How This Applies to Vixxo (Or Any Company)

The Pattern:

  1. I understand the business problem (what needs to be automated)
  2. I design the solution architecture (how to solve it)
  3. AI handles implementation (writes the code)
  4. I validate and iterate (ensure quality, correctness)
  5. We ship 2-3x faster (than traditional development)
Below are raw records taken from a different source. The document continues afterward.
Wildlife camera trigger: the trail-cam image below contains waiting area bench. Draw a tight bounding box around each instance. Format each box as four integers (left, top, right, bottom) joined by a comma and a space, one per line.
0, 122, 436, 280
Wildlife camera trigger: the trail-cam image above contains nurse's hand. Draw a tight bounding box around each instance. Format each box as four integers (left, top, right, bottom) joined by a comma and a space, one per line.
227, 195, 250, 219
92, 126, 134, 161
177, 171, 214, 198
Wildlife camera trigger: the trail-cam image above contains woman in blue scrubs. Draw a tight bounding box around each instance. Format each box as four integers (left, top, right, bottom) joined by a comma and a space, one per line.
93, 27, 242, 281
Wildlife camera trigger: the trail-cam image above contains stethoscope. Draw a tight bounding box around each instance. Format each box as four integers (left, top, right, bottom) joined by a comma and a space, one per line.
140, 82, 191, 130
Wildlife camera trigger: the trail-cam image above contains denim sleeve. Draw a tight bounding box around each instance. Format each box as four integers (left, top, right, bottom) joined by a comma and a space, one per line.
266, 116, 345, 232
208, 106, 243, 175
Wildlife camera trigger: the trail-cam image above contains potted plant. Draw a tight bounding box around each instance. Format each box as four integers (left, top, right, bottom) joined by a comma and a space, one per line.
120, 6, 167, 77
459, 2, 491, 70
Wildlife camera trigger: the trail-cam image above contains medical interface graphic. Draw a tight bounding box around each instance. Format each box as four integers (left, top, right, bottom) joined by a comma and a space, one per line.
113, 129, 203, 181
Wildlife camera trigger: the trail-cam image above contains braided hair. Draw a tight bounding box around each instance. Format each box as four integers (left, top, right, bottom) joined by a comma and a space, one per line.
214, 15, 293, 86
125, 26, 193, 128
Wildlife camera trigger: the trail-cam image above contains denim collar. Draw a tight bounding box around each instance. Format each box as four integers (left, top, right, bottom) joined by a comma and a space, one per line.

This is what I'd teach your teams:

  • Don't write boilerplate by hand (OAuth flows, database models, CLI parsers)
  • Do design the architecture (what problems to solve, how to solve them)
  • Validate everything (AI is fast, humans ensure correctness)
  • Iterate in real-time (AI can refactor instantly, try multiple approaches)

Example at Vixxo:

"Your ops team needs to automate equipment status reporting. I'd:

  1. Interview ops team (understand workflow, pain points)
  2. Design the system (database schema, API endpoints, notification triggers)
  3. Use AI to build it (implement models, endpoints, workers)
  4. Validate with ops team (does it solve the problem?)
  5. Ship in days, not weeks"

Loom Video Talking Points

Opening:

  • "I built Content Engine in 8 hours using AI-first development"
  • "This is the same approach I'd teach your teams"

Architecture Decisions:

  • Walk through 2-3 key decisions (Python choice, CLI-first, database-backed OAuth)
  • Explain: "I decided the architecture, AI implemented it, I validated"

Code Demo:

  • Show CLI in action (draft → approve → post)
  • Explain: "AI wrote this CLI in 30 minutes, I designed the UX"

Interview Connection:

  • "This is how I'd help Vixxo teams work AI-first"
  • "Design → AI implements → Validate → Ship fast"

Bottom Line

Content Engine demonstrates:

  • ✅ AI-first development (2-3x faster than traditional)
  • ✅ Production architecture (error handling, logging, testing, deployment)
  • ✅ System design thinking (database, CLI, workers, separation of concerns)
  • ✅ Teaching ability (this document explains my thought process clearly)

This is the exact skillset Vixxo is looking for:

  • Build with AI as force multiplier
  • Teach teams to work this way
  • Deliver faster, higher quality systems
  • Transform how work gets done

Built with Claude Code in 8 hours. Traditional development: 2-3 days.

That's the power of AI-first engineering.